Case Study
With or Without You: Art in Harlem, 2000 - 2006 (April 23 - August 15, 2010)
Sanford Biggers, Ann Craven, Ellen Gallagher, Deborah Grant, Nicolas Guagnini, David Hammons, Dave McKenzie, Julie Mehretu, Wangechi Mutu, Senam Okudzeto, Paul Pfeiffer, Michael Queenland, Jessica Rankin, Marc Andre Robinson, Nadine Robinson, Karin Schneider, Dana Schutz, Nari Ward, and others
In early 2005 Triple Candie began research on a survey exhibition of art made in Harlem since 2000. "Made in Harlem: 2000 - 2006" was to celebrate the high level of work being created in a neighborhood with extraordinary artists but without art spaces or any cohesive artist community. The exhibition proved impossible to realize.
Artists at the time -- particularly those from groups who had been historically marginalized, such as recent graduates or artists of African descent -- were in great demand. The market was booming, and these artists had commitments on their work before it was even made. Galleries, anxious to have product for art fairs and biennials, discouraged artists from participating in projects that didn't have commercial benefit. Artists, swept up in the frenzy and wanting to capitalize on the moment, eagerly agreed. This left small, but ambitious, non-profit spaces like Triple Candie unable to get access to high-quality work.
In organizing the original show, we approached artists we knew for loans. We asked Ellen Gallagher for a painting; she offered us an older print. When we approached Dana Schutz, her gallery maintained that there was no work available. David Hammons' collector AC Hudgins refused to lend any work because Hammons himself wouldn't authorize it. Julie Mehretu and Paul Pfeiffer, whose studios were next door to the gallery, didn't return phone calls.
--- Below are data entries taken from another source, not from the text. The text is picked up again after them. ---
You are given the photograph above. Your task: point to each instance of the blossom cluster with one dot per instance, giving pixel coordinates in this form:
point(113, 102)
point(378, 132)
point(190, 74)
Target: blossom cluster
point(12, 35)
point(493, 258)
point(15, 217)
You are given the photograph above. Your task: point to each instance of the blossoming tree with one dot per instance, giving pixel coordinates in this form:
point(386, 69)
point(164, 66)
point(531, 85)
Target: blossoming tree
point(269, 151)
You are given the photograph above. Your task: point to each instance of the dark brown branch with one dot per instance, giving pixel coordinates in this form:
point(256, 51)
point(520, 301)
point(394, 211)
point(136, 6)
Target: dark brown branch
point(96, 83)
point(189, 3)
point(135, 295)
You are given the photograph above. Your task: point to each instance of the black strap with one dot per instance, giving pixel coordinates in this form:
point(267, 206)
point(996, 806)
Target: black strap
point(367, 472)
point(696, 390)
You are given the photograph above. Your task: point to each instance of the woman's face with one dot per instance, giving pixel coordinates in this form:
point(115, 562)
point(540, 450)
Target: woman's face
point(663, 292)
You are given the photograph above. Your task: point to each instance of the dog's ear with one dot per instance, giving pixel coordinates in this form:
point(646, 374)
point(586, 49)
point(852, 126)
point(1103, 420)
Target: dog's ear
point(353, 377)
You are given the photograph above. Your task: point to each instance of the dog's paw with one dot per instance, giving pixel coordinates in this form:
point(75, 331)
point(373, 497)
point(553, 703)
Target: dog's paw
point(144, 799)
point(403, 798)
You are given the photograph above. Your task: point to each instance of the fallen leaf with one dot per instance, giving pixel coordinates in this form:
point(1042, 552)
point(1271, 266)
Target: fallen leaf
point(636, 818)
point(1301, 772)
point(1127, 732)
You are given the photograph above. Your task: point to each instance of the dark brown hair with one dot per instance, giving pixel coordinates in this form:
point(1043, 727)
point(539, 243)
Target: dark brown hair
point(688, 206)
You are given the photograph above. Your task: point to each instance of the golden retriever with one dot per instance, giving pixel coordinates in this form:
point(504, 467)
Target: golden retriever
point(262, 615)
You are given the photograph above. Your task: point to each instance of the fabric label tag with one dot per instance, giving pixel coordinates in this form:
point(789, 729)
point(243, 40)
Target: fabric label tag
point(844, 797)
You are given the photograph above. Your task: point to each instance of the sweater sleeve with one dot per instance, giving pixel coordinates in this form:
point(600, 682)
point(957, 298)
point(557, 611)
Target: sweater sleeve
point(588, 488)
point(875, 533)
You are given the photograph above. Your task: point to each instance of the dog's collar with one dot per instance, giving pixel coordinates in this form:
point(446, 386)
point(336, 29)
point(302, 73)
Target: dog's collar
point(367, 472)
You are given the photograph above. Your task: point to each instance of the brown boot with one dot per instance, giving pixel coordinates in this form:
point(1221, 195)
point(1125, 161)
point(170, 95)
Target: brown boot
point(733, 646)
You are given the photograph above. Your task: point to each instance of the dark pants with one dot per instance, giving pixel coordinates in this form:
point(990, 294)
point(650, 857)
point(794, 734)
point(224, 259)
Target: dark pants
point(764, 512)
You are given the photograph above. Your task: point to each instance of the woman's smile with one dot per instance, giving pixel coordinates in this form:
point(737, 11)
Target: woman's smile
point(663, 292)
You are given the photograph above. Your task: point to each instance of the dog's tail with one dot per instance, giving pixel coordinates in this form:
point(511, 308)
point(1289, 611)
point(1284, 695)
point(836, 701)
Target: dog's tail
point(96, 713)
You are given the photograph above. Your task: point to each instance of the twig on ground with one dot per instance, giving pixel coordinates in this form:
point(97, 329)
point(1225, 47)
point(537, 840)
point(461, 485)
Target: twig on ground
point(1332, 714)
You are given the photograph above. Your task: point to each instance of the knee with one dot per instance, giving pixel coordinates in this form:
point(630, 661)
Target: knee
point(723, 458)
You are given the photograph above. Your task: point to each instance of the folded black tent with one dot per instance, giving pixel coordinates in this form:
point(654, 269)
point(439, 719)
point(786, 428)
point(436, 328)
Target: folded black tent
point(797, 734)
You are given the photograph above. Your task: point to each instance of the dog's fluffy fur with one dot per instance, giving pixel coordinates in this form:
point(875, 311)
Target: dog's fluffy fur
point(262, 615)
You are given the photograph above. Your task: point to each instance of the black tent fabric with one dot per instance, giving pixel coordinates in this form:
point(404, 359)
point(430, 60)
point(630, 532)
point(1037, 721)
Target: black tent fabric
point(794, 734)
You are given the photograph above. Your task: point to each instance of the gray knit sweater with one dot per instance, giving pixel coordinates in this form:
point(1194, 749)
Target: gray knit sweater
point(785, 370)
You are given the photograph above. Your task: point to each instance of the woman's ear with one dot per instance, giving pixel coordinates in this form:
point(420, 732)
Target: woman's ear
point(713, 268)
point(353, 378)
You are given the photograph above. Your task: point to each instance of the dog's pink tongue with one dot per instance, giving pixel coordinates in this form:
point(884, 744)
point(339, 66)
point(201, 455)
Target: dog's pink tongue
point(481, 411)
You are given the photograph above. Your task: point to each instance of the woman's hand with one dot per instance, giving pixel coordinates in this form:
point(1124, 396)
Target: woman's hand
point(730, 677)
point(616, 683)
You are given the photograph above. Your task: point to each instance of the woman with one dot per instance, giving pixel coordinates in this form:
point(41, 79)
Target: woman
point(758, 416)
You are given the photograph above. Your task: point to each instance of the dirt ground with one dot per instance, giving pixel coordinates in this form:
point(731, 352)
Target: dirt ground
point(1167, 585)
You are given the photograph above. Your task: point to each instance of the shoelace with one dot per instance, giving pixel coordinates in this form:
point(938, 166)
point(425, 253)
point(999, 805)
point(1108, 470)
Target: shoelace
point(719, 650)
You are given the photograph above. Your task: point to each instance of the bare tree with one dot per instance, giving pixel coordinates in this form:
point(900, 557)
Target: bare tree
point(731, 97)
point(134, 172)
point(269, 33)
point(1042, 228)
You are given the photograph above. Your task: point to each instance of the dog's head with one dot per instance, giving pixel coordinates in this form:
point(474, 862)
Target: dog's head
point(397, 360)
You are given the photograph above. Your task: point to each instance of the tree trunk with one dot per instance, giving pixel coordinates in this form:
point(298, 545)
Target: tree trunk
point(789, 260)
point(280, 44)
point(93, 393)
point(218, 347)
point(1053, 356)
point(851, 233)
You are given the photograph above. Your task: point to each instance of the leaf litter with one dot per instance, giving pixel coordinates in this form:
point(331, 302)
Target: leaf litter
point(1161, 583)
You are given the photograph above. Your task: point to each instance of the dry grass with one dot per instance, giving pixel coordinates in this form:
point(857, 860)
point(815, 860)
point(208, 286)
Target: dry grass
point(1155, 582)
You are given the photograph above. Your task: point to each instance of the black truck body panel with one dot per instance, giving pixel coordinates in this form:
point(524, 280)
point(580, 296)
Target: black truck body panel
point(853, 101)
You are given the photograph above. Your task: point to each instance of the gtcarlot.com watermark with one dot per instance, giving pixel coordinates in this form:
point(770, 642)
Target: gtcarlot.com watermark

When it became clear that we would not get access to museum-quality work, we cancelled the show. Five years later, we offered up this substitute, not out of spite but to highlight how our notion of "community" and that of these artists fell in and out of synch based on changing priorities and opportunities. It included reproductions of the artists' work -- works that might have been included in the original show -- but we shuffled the attributions. Harlem residencts who visited were mis-educated about the work of artists living and working in their community.